The Professional Human Resources certification requires a combination of knowledge and experience in the field, validated by a rigorous exam. It increases credibility and identifies potential leaders. Candidates must have at least two years of professional experience and demonstrate mastery in various areas. HRCI offers prep materials and periodic exams, with a 35-40% failure rate. Certification must be maintained through triennial re-certification.
The Professional Human Resources certification is earned by candidates who combine mastery of knowledge necessary for functional competence in the field with actual professional experience in human resources. Mastery of the body of knowledge is evidenced through a rigorous examination conducted by the Human Resource Certification Institute (HRCI), which is a subsidiary of the Society for Human Resource Management (SHRM); candidates’ experience is validated by their employers. This certification is one of four awarded by HRCI to human resources professionals in the United States or working in the US operations of global employers.

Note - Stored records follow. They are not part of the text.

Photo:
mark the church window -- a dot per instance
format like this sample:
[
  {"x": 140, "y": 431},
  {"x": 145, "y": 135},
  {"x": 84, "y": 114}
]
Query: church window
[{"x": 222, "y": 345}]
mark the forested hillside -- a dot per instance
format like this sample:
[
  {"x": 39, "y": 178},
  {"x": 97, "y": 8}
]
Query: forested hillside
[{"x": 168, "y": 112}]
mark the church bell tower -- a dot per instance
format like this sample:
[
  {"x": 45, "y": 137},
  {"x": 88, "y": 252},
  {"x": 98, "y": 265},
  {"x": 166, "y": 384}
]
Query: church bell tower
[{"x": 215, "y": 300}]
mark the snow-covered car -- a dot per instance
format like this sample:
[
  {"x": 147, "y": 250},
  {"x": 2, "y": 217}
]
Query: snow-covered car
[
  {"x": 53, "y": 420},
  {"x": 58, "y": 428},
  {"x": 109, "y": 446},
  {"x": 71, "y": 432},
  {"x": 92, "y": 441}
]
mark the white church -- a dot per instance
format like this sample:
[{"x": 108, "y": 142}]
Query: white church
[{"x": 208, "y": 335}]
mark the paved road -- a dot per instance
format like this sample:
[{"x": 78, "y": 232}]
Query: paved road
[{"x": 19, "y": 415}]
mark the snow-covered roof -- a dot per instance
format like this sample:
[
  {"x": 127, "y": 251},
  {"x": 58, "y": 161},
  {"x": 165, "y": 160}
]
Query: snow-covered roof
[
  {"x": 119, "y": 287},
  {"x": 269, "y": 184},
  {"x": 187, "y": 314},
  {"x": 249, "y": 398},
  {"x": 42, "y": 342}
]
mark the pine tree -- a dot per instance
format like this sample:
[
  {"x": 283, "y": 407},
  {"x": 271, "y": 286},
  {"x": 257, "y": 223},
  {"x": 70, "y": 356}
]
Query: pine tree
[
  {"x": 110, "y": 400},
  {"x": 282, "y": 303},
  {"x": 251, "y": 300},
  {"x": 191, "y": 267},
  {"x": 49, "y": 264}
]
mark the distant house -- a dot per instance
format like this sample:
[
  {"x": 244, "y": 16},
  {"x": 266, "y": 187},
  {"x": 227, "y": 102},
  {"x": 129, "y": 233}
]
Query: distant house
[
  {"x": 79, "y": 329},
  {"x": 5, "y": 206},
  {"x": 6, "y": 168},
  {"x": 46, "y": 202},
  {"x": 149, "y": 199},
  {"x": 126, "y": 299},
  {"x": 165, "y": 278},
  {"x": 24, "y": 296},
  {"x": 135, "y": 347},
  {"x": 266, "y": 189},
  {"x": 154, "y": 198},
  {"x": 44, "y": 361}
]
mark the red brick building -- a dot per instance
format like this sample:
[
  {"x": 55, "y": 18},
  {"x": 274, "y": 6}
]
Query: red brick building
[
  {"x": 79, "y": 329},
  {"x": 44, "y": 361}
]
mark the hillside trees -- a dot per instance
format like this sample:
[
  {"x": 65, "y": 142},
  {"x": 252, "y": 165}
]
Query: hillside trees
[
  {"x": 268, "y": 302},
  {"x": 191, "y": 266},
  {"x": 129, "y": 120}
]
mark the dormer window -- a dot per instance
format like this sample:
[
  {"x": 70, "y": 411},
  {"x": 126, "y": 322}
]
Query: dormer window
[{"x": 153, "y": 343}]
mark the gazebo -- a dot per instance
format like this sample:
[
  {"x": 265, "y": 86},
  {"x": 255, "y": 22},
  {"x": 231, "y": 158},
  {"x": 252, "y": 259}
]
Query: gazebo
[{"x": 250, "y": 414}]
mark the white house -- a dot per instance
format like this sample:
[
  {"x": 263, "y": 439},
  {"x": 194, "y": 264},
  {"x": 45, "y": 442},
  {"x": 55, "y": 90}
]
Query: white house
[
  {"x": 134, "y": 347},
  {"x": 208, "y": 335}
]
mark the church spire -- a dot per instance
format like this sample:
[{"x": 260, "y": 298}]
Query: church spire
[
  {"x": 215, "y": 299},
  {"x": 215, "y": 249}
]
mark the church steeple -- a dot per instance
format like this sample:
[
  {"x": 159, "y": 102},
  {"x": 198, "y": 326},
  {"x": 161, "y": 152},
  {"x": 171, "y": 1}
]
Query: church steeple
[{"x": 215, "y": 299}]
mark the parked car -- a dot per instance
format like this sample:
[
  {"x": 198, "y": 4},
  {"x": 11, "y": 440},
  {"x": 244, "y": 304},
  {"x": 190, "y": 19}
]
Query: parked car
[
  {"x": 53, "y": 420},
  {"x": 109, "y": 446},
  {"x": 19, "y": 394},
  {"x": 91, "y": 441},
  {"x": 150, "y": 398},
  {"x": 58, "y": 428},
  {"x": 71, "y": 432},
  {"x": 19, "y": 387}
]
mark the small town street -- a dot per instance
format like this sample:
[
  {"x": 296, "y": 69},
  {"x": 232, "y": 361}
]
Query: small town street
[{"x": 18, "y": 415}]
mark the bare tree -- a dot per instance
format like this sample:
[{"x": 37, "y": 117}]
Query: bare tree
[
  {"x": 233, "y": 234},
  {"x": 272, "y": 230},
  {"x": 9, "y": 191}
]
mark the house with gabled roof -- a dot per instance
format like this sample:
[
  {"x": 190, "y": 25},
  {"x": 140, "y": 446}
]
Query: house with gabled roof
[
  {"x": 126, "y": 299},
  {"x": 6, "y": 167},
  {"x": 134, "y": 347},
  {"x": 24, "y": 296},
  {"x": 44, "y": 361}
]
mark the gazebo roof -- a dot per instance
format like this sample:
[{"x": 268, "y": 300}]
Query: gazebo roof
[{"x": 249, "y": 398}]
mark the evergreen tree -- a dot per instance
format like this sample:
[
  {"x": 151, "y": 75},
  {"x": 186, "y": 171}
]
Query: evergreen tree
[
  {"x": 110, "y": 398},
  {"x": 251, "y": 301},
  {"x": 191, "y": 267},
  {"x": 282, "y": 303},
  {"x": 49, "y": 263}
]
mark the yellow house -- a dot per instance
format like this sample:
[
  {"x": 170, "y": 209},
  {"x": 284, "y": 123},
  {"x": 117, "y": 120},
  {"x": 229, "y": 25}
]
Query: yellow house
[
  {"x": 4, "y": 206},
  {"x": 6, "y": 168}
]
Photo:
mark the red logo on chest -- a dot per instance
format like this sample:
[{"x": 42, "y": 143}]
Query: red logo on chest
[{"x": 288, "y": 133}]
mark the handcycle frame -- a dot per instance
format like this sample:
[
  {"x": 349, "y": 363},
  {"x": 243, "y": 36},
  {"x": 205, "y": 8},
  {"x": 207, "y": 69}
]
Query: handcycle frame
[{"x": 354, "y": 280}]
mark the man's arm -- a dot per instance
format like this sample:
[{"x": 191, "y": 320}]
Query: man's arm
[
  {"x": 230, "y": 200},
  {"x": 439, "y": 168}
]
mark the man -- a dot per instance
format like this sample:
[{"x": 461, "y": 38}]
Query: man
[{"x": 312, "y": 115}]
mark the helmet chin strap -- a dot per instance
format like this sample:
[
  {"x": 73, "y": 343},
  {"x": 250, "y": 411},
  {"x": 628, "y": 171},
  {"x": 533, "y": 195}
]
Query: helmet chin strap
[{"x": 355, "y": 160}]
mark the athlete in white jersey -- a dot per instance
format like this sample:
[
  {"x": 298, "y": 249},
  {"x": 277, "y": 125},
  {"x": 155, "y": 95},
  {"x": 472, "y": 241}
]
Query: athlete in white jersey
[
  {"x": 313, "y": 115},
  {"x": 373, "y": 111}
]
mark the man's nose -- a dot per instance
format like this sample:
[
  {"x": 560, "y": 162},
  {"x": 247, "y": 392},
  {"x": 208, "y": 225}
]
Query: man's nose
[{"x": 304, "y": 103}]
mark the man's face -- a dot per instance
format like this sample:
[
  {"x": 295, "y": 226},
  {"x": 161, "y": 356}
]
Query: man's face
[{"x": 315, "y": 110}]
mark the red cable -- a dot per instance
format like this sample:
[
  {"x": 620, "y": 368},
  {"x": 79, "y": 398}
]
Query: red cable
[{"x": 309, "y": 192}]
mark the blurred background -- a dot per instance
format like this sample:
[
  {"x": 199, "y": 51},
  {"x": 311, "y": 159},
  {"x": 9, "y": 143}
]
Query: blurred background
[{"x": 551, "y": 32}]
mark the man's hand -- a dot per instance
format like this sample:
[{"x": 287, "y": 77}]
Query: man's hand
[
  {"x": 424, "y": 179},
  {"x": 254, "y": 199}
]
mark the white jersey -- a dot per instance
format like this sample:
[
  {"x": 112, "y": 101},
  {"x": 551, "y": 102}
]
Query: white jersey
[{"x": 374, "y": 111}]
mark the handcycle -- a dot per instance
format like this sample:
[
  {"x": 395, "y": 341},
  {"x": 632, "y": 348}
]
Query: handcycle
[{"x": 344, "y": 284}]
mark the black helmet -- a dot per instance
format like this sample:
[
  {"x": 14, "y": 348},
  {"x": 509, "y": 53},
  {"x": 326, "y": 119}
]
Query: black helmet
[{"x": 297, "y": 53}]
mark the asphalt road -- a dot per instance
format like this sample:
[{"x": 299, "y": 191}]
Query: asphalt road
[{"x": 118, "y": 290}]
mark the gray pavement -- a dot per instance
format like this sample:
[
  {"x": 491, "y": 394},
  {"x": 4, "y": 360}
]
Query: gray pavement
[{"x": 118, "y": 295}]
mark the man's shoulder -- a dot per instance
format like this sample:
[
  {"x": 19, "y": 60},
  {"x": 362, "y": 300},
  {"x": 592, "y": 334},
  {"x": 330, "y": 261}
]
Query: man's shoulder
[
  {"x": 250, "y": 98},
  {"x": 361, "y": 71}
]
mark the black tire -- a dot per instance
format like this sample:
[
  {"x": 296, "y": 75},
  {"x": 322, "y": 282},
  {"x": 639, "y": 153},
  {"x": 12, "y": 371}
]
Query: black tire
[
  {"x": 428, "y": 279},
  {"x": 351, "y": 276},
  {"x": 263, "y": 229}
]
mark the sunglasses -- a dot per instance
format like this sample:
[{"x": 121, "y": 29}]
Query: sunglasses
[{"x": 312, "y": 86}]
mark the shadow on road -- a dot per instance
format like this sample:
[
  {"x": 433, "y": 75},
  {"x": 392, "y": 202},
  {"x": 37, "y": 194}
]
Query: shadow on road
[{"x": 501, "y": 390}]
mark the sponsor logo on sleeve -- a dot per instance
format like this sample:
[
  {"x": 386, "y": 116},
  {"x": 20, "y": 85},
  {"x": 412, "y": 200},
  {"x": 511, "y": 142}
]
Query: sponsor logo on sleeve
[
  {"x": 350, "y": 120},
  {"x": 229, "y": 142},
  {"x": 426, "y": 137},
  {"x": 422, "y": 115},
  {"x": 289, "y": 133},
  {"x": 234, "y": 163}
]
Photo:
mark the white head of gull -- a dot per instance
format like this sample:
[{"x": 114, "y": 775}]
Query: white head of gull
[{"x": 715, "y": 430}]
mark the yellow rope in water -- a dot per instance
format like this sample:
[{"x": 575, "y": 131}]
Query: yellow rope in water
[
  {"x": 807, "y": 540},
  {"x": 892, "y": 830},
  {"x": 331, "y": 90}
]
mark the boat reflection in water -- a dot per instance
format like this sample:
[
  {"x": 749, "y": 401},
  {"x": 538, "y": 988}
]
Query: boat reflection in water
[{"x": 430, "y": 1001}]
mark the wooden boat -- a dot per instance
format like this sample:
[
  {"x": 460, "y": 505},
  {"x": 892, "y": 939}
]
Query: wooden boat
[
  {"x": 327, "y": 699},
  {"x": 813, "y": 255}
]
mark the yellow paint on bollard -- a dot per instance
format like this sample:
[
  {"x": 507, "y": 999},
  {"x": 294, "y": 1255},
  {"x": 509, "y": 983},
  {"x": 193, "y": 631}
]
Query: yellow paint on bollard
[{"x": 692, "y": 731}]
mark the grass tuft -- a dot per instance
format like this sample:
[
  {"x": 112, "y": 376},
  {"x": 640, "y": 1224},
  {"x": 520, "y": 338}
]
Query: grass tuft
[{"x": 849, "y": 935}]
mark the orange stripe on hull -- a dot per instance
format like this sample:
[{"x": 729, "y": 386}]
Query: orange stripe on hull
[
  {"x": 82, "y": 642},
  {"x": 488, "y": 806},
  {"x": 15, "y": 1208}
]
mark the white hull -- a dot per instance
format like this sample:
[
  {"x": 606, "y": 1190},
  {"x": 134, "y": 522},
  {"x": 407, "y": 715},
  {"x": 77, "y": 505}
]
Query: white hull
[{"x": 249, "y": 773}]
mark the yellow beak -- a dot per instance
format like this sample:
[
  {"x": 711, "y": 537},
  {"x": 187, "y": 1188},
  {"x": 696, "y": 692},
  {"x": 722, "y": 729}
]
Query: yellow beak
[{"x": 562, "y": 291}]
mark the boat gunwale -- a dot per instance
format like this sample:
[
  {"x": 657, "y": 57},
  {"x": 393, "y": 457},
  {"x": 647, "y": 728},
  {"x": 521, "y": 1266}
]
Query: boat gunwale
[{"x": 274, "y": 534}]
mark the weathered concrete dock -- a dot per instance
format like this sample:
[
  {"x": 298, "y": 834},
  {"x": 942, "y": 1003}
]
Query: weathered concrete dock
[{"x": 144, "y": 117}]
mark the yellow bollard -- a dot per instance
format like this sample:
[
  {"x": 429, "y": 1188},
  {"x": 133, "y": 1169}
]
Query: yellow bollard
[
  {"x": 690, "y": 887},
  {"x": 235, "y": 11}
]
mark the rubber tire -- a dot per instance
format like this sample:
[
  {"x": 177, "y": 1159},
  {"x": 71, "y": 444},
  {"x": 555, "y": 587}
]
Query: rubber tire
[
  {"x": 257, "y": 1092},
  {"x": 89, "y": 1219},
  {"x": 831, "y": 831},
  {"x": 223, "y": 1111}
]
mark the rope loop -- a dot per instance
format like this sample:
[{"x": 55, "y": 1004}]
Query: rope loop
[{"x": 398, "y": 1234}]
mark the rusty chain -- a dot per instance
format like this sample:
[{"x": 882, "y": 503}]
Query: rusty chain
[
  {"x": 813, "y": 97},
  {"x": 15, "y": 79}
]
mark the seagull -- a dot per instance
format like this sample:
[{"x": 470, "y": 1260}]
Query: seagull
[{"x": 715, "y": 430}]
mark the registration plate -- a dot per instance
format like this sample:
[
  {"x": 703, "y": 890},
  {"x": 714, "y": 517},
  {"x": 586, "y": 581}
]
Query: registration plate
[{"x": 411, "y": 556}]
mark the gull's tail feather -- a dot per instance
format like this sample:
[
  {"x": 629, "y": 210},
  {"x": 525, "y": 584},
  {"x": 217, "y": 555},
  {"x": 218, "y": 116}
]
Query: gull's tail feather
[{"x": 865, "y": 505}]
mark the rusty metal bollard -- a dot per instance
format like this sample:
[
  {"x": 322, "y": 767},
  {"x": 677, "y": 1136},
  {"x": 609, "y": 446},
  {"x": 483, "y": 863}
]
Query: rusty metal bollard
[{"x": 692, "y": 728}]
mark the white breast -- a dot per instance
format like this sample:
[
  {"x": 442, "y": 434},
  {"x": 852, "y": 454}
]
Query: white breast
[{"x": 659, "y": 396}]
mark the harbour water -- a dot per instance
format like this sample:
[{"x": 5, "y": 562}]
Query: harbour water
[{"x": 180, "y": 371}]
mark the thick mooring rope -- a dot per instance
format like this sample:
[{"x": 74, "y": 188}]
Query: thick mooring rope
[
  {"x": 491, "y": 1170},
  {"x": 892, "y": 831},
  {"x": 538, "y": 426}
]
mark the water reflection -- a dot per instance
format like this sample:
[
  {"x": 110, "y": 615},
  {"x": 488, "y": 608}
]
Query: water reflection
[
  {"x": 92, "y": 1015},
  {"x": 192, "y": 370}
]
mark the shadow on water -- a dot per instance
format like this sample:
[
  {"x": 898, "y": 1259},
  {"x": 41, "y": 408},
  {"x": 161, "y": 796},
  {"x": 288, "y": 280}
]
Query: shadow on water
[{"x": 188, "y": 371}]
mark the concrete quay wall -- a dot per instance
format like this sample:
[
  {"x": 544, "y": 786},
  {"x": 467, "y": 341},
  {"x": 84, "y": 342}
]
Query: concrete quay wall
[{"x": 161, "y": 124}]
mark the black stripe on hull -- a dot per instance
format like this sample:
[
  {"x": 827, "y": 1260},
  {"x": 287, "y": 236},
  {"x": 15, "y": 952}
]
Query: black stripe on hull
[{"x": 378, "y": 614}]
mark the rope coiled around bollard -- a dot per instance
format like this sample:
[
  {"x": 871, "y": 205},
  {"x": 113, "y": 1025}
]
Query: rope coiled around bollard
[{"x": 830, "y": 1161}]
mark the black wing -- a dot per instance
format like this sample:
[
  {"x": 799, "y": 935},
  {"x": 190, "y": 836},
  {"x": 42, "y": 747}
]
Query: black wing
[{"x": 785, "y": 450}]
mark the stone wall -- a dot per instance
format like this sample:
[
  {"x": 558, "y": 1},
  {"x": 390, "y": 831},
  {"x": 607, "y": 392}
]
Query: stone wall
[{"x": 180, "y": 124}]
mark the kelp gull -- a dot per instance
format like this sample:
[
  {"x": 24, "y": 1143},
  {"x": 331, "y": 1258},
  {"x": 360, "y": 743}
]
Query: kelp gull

At some point early in their human resources careers, professionals often find that earning professional human resources certification increases their credibility and identifies them as a potential leader, both to their employers and to the profession. Earning certification isn’t easy, however.
The experience requirement to earn the professional in human resources certification is straightforward: the candidate must have at least two years of professional experience in human resource management or administration. In this role, the candidate should be occupied exclusively with human resource issues, though not necessarily with the broad components of HR strategic planning that are usually addressed by a company’s executive leadership.
A candidate for professional human resource certification must also demonstrate a mastery of knowledge in the areas of human resource development, strategic management, and risk management. Other areas of mastery required include workforce planning and deployment, employee-worker relationships, and total rewards. HRCI develops a rigorous, four-hour, 225-question, expert-written exam and administers it periodically at convenient locations throughout the country. Evidence of the exam’s difficulty can be seen in the fact that 35% to 40% of those who take it fail.
HRCI sells prep materials and offers some free resources for human resource certification candidates, but it does not offer face-to-face training or instruction, creating a cottage industry in companies and test preparation courses. Many applicants enroll in these courses, although many certified professionals claim that a combination of day-to-day work in the field and a review of the study materials available at HRCI is all that is needed to earn a passing grade.
Upon successfully passing the exam, a candidate receives the Professional in Human Resources certification (PHR®:), but must then maintain it. As time goes by, legislation, regulations and best practices evolve, and to maintain their competence in the field, professionals must keep their mastery of the field current. To verify that continuing mastery, HRCI requires triennial re-certification. To avoid sitting for the exam a second time, most PHR-certified individuals will participate in approved events — usually credit-bearing courses and seminars — to accumulate the required re-certification credits.